During the Depression years Gregory became involved with the arts programs sponsored by the federal government. In 1941 she became state supervisor of the arts program for the Federal Works Progress Administration in Louisiana. When World War II began, she used her talents in a quite different way. She became an assistant architectural engineer for the Army Corps of Engineers in New Orleans, where she worked to design camouflage. She also served as women’s counselor for Pendleton Shipyards and as a consultant to the Celotex Corporation in New Orleans.
At war’s end Gregory returned to sculpture. She was given a commission to create bas-relief murals for the Louisiana National Bank in Baton Rouge, and she restored sculpture on New Orleans’s Gallier Hall. In the 1950s she worked for five years on a bronze sculpture depicting the first French colonial governor of Louisiana, Jean-Baptiste Le Moyne, Sieur de Bienville, in the company of a priest and an Indian. She spent two years in France, where the monumental piece was cast. It stands today in a small park at the intersection of Decatur and Conti streets in the French Quarter.
Along with her artistic production, Gregory was active in teaching. For three years beginning in 1934 she taught at Newcomb College, where she was named artist-in-residence and professor of sculpture. Later she was professor and sculptor-in-residence at St. Mary’s Dominican College in New Orleans for two decades. For the college’s library she made a series of walnut and aluminum panels that depict the life of Pope John XXIII. Other notable pieces of that period are a statue of St. Louis created for the Archdiocese of New Orleans’s Notre Dame Seminary and a statue of St. Fiacre that stands in the garden of Christ Church Cathedral. In the early 1960s, she sculpted a monument to Governor Henry Watkins Allen in Port Allen, Louisiana.
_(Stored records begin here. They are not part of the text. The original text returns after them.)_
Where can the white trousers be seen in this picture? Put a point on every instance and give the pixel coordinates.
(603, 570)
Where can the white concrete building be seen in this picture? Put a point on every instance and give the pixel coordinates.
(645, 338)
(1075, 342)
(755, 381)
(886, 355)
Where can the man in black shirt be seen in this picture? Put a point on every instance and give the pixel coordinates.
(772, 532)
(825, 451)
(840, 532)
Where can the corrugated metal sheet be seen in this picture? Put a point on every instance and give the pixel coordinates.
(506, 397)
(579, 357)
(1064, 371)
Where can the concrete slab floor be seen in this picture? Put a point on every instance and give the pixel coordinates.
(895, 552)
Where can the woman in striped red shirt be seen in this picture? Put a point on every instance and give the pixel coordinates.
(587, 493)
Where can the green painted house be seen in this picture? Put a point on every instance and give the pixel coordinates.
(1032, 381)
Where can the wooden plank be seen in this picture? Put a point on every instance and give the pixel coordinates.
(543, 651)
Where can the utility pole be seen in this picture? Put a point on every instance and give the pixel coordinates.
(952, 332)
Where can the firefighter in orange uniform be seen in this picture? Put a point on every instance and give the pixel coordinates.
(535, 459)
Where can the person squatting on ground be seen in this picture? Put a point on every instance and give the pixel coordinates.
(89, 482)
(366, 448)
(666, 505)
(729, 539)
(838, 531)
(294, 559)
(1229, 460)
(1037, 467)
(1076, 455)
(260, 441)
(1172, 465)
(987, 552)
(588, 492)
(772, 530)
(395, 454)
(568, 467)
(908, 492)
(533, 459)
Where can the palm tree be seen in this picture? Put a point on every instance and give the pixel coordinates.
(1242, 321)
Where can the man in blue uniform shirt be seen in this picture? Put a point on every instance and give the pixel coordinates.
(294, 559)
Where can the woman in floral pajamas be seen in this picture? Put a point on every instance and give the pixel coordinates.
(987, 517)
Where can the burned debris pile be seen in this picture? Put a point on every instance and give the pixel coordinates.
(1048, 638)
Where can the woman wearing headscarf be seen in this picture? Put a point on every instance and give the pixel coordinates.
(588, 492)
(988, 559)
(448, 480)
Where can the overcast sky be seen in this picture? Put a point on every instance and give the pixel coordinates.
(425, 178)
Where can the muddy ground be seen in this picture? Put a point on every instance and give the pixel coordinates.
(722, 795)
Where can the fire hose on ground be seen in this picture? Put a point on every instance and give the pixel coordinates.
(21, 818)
Upon her retirement from Dominican College in 1976, Gregory was made professor emerita. Both Tulane University and Newcomb College named her outstanding alumna. In 1982 she was honored as Chevalier de L’Ordre des Arts et des Lettres by the minister of culture in France. When she died on February 13, 1990, she was one of the few female fellows of the National Sculpture Society.
Angela Gregory helped to change the New Orleans she had found so culturally lifeless when she returned from Paris in 1928. She not only used her talents and education to bring art to the city, she also turned her Pine Street studio into a meeting place for artists, celebrated friends, and distinguished visitors. The actor Kirk Douglas even had his wedding reception there.